The limits on nuclear fuel were part of a 2015 accord negotiated with Iran by the Obama administration and other big countries, including Russia and China. The deal put strict limits on Iran’s nuclear activities in return for the easing of sanctions. President Trump ended the participation of the United States in the accord last year, saying it did not do enough to assure that Iran could never possess a nuclear weapon or to thwart Iranian aggression in the region.

Iran initially continued to abide by the deal’s terms even after Mr. Trump pulled out, and its threats now to break out of the accord amount to a search for leverage by the government of President Hassan Rouhani. By remaining in compliance with the agreement, Iran hoped to split the Europeans, Chinese and Russians from the United States.

Eager to keep the deal’s main provisions intact, the Europeans have been holding out the possibility of a deal that would allow limited trade with Iran by setting up a barter system to sidestep the American sanctions.
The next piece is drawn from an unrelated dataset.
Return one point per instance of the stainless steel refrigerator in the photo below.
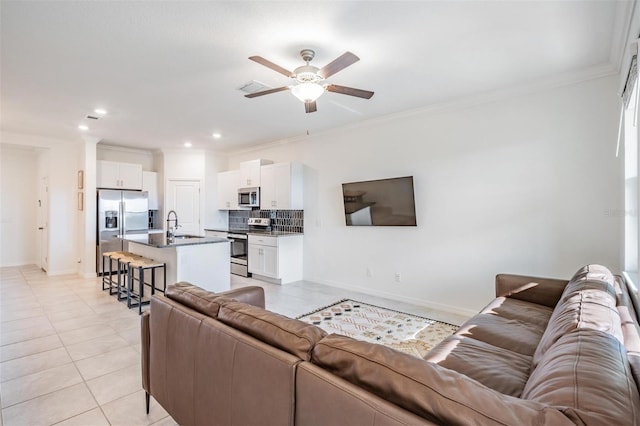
(120, 213)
But the barter system has taken a long time to come together, and Mr. Rouhani’s government bet that if it moved toward renouncing the nuclear accord, it would force Europe into action.

Breaking the stockpile limit would not, by itself, give Iran enough fuel to produce a nuclear weapon. But the European participants in the 2015 agreement have been urging the Iranians not to dispense with the accord, for fear that the Trump administration might react with a military or cyberstrike against the Iranians.
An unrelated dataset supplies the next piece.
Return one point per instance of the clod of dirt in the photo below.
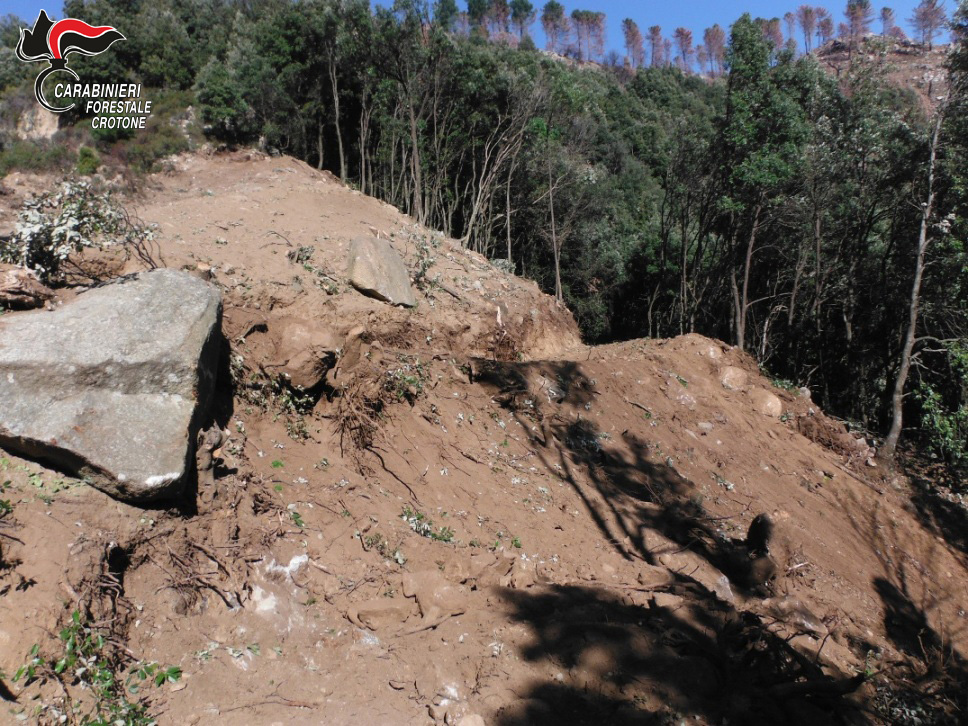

During talks in Vienna, the Europeans and Iranians were working on details of establishing a barter-trading system, called Instex, that was designed to route around the American sanctions against Iran. But the Europeans have been describing their plans for a year, and declared Friday that the system was just beginning to work — even though it is widely acknowledged that the system would never be robust enough to make up the oil revenue lost to Iran from the United States sanctions.
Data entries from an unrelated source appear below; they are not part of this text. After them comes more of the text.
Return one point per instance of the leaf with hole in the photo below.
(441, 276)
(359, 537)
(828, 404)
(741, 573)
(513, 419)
The United States’ special envoy for Iran, Brian H. Hook, said this week that the sanctions have already cost Iran more than $50 billion.

International nuclear inspectors say Iran is on the cusp of exceeding the stockpile limit. The Trump administration’s position has been that while Washington was free to renounce the agreement, Iran was bound to remain inside it.

Should Iran decide to break out of the agreement in coming days, it will create a major decision point for the United States and Europeans. Mr. Trump’s hard-line advisers, including John R. Bolton, the national security adviser, have long called for a permanent dismantlement of Iran’s nuclear facilities, by military action if necessary.

The Europeans have, until now, blamed Washington for the crisis, though some European officials say that if Iran violated the limits, it may force them to start a process to “snap back” sanctions, under steps laid out in the 2015 document.

Some Iranian officials have gone further in recent weeks, suggesting that Iran might exit the Nuclear Nonproliferation Treaty, which it signed nearly 50 years ago. That treaty forbids any non-nuclear-weapon states that are signatories from building atomic weapons, and requires them to allow in international inspectors. Iran has always contended that it has no interest in building atomic weapons, though documents that have emerged from the country — including a huge archive of documents spirited out of Iran in a raid by Israel last year — suggest that before 2003, Iran had an advanced program developing weapons designs.